La vida le había ido bien hasta que apareció Pedro. El cachorrillo que tenía en los brazos comenzó a moverse.
—Creo que voy a llevarla con sus hermanas —Paula se puso en pie.
Por las ventanas vio que empezaba a amanecer. Parecía que iba a ser un hermoso día de primavera.
Después de dejar a la perrita con las otras, Paula salió del cuarto de lavar y se acercó a la cocina, donde Pedro la estaba esperando.
—Aún podemos dormir una hora antes de que suene el despertador —dijo Pedro con una media sonrisa.
—No tengo despertador —dijo ella.
—Llamaré a la puerta para despertarte, no te preocupes.
Cuando llegaron al piso de arriba, Pedro se detuvo delante de la puerta de la habitación de ella y dijo:
—Paula, no ha sido mi intención herir tus sentimientos.
—No te preocupes, no lo has hecho.
—Y no eres una cobarde, sino todo lo contrario —Pedro se aclaró la garganta—. Quiero que sepas que, en cualquier momento que necesites un amigo, aquí me tienes, ¿de acuerdo?
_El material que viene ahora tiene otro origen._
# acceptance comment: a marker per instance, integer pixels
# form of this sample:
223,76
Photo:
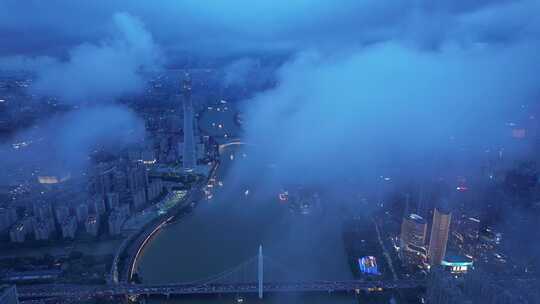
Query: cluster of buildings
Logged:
8,294
114,190
116,186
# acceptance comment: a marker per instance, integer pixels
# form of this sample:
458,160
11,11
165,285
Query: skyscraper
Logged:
413,240
8,294
413,231
439,235
188,158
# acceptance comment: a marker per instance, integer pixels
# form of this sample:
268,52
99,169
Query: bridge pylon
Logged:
260,272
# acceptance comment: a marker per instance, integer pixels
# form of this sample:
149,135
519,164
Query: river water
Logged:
245,212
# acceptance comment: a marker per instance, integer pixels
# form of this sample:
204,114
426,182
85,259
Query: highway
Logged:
90,291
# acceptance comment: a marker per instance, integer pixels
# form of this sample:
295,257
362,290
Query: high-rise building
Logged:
413,239
8,216
116,220
439,235
413,231
113,200
92,225
17,233
69,227
8,294
42,231
188,158
81,212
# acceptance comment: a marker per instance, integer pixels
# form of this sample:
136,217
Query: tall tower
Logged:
439,235
413,231
188,159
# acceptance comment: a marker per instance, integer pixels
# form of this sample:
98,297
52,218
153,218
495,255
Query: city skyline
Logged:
378,152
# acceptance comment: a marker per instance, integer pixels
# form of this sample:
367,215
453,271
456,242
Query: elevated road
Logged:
89,291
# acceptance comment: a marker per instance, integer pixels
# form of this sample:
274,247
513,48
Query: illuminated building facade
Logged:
439,236
188,156
8,294
413,239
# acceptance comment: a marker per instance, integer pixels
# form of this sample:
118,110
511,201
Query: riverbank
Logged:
127,256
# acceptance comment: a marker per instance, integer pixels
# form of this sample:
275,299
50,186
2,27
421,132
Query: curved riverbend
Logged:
228,229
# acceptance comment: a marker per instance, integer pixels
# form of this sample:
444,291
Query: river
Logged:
245,212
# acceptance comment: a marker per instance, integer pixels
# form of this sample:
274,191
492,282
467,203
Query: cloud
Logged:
389,107
96,72
63,142
218,28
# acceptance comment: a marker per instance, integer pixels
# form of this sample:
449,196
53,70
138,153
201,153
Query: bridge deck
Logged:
83,291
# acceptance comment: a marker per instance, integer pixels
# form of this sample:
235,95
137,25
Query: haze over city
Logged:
269,152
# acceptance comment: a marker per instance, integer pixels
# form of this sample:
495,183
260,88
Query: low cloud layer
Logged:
218,28
64,142
95,72
391,107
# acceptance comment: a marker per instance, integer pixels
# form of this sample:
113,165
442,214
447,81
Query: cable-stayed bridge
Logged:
256,275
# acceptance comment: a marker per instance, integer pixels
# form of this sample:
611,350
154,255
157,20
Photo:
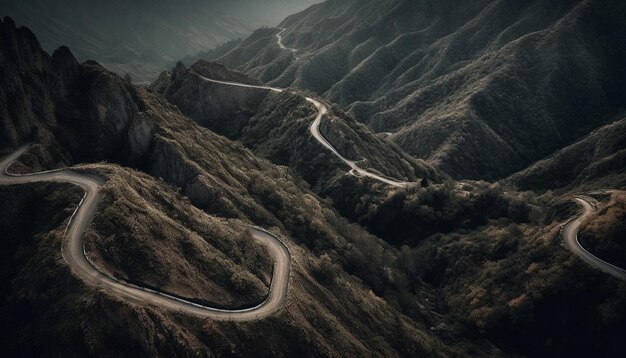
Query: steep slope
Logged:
142,37
594,162
276,124
479,89
344,285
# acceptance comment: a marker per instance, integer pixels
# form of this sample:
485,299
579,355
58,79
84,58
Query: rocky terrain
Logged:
146,231
275,126
479,89
435,268
141,37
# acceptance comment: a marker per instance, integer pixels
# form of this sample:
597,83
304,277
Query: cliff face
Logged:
141,37
480,89
179,233
276,125
86,106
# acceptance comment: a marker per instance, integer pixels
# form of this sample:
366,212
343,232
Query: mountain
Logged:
382,253
596,161
181,233
143,37
267,122
478,89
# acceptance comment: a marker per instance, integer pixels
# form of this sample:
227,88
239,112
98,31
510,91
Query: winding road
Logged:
73,251
570,235
279,41
322,110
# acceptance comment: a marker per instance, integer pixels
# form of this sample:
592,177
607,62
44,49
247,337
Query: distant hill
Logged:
143,37
480,89
597,161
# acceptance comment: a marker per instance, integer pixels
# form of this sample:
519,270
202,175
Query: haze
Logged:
143,37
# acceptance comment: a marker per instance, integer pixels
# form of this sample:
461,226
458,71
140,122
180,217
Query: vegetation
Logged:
604,234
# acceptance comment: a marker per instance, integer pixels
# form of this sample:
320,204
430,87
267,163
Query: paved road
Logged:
315,131
74,254
570,235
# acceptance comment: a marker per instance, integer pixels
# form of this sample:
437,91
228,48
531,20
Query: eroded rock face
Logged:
223,109
27,87
140,134
200,192
89,108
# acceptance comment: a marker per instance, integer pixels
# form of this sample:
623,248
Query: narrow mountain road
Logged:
73,251
570,235
279,41
315,131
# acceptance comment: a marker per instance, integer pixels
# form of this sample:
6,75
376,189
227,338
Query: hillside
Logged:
435,268
143,37
596,161
275,126
341,295
479,89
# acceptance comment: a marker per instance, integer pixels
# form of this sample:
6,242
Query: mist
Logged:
144,37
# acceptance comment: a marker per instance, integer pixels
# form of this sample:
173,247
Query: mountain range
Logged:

Siempre estaré disponible para ti.
Pedro se dio media vuelta y fue a su habitación tras esas palabras.
Cuando Paula se encontró dentro de su habitación y con la puerta cerrada, lanzó un quebrado suspiro. Después, dando rienda suelta al llanto, se acostó.
Se quedó dormida al minuto, con el rostro bañado en lágrimas y extenuada.